The Qbot infection chain is not very sophisticated and has changed since April. In the past, spam emails that delivered Qbot used malicious documents with macros, but now they contain URLs to a .zip file that has a downloader script inside written in VBScript (VBS).

These type of scripts used to execute natively on Windows in the context of Internet Explorer as it's a scripting language developed by Microsoft, but it has been deprecated since last year after being abused by attackers for years. However, attackers know that many businesses still use old versions of Windows and Internet Explorer that are lacking the latest security features and updates.

The VBS downloader used by Qbot has routines that detect virtual machines and analysis sandboxes and pulls an .exe payload from six hardcoded URLs. If the payload executes successfully, it deploys the Qbot malware on the computer.

The most noteworthy and newest part of the Qbot distribution chain is the email thread hijacking, which gives increased credibility to the spam emails. The examples provided by Check Point include an email thread about business continuity during Covid-19, a topic many organisations are likely to be interested in.

Another one was a reply to a emailed job recruitment seeking a developer with experience in C#, Java and PowerShell. The URLs inside the rogue emails pointed to .zip files hosted on hacked WordPress sites.
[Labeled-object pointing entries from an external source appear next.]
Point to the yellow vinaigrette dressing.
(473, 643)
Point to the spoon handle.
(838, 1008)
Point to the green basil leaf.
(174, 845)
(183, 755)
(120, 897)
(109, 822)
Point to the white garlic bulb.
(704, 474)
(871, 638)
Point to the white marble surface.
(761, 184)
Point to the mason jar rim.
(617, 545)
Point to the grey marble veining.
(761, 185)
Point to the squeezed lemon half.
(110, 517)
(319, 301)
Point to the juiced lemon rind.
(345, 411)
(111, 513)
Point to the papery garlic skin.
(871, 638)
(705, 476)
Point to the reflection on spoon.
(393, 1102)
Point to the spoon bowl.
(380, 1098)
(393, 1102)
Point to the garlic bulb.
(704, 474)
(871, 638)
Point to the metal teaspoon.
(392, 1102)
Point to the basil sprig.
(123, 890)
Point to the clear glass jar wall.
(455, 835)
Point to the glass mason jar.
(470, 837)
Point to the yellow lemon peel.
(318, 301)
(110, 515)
Qbot’s modular architecture

The Qbot malware is modular with individual components that handle different features. New modules the Check Point researchers identified include:

  • A module used for communicated with command-and-control servers and executing commands received from it
  • An email collector module to steal email threads from Outlook
  • A hooking module to inject web forms into browsing sessions
  • A password stealer module
  • A VNC plug-in that allows attackers to open remote desktop connections to victims' computers
  • A cookie grabber module that steals authentication cookies from browsers that can then be used to hijack sessions
  • An updater module
  • A proxy module

"Once the victim has been infected, their computer is compromised, and they are also a potential threat to other computers in the local network because of Qbot's lateral movement capabilities," the researchers said. "The malware then checks whether the victim can also be a potential bot as part of Qbot’s infrastructure."

The new findings highlight that Qbot remains a dangerous threat, possibly even more so than it was before. It's unlikely that the Trojan will disappear anytime soon as the cyber criminals controlling it remain interested in developing it and adding new features and techniques.

Organisations should pay increased attention to infections with bots like Emotet or Qbot because they are used as distribution platforms for other malware and often serve as the gateway for ransomware into corporate networks.